二人は、もつれながら操縦席へいった。兵曹長は片手をのばして操縦桿をつかんだ。それから力をこめて、ぐっ、ぐぐっと桿を手前へひっぱった。
艇は妙なうなりをあげはじめた。すると速力計の針は逆に廻りだした。速力がだんだん落ちてきたのである。それとともに、竜造寺兵曹長も、山岸少年も気持がよくなった。艇は水平にもどったのである。
「しっかり、しっかり。気をしっかり……」
兵曹長は、山岸中尉と帆村とを起した。二人とも、ようやくわれにかえった。
「機長。いま、水平に起しました。それまでは艇は急落下しておりました」
「ああ……」
「どこかに穴があいているようです。室内の気圧がどんどん下っていきます」
「ああ、そうか。これはすまん」
帆村が横合から声をだした。彼は計器のスイッチをぱちぱちと切りかえて、指針《はり》の動きに気をつけた。その結果、空気のもれているのは、尾部に近い左下の部分だとわかった。

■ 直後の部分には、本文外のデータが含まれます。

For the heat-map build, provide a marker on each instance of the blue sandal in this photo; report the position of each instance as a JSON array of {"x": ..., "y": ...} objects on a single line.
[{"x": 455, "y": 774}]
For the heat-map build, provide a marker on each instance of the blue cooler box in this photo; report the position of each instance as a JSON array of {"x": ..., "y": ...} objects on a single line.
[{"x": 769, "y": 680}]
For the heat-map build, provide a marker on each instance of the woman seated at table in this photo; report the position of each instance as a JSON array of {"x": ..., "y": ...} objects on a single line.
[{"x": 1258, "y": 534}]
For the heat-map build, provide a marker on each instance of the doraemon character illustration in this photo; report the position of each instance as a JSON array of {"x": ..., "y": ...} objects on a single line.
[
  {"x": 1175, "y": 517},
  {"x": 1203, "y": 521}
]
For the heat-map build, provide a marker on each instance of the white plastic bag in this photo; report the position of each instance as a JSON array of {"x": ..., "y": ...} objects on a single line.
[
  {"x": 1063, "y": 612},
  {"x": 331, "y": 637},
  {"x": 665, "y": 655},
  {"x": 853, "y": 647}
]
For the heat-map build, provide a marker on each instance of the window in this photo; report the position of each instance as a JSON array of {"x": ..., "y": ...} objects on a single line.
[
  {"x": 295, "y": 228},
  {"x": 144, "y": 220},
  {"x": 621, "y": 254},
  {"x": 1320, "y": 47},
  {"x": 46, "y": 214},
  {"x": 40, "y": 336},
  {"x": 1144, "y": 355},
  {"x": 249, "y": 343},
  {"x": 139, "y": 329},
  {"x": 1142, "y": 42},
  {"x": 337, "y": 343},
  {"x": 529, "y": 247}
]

「機長。空気の漏洩《ろうえい》箇所は尾部左下です。いま調べてなおします」
「よし、了解。おちついて頼むぞ」
「大丈夫です。さっきはちょっと失敗しました。でも、ちゃんと『魔の空間』から離脱できたじゃないですか。われわれは大冒険に成功したわけですよ」
尾部の方へはいっていきながら、帆村は元気な声で言った。
「竜造寺兵曹長。見張につけ。敵の追跡に注意して……」
そうだ。ミミ族はどうしたろう。ゆだんはならない。
「はい」
兵曹長は、山岸少年に助けられながら、のぞき窓の前の席についた。
「兵曹長。苦しいですか」
と、少年は聞いた。
「いや、体が思うように動かぬだけだ。目はよく見える。心配はいらん」
だが兵曹長は、よほど苦しいらしく、歯をくいしばって、額を窓におしあてた。
かがやく大地
艇の尾部へもぐりこんで、空気のもれるところをさがしにいった帆村は、なかなかもどってこなかったし、報告もしてこなかった。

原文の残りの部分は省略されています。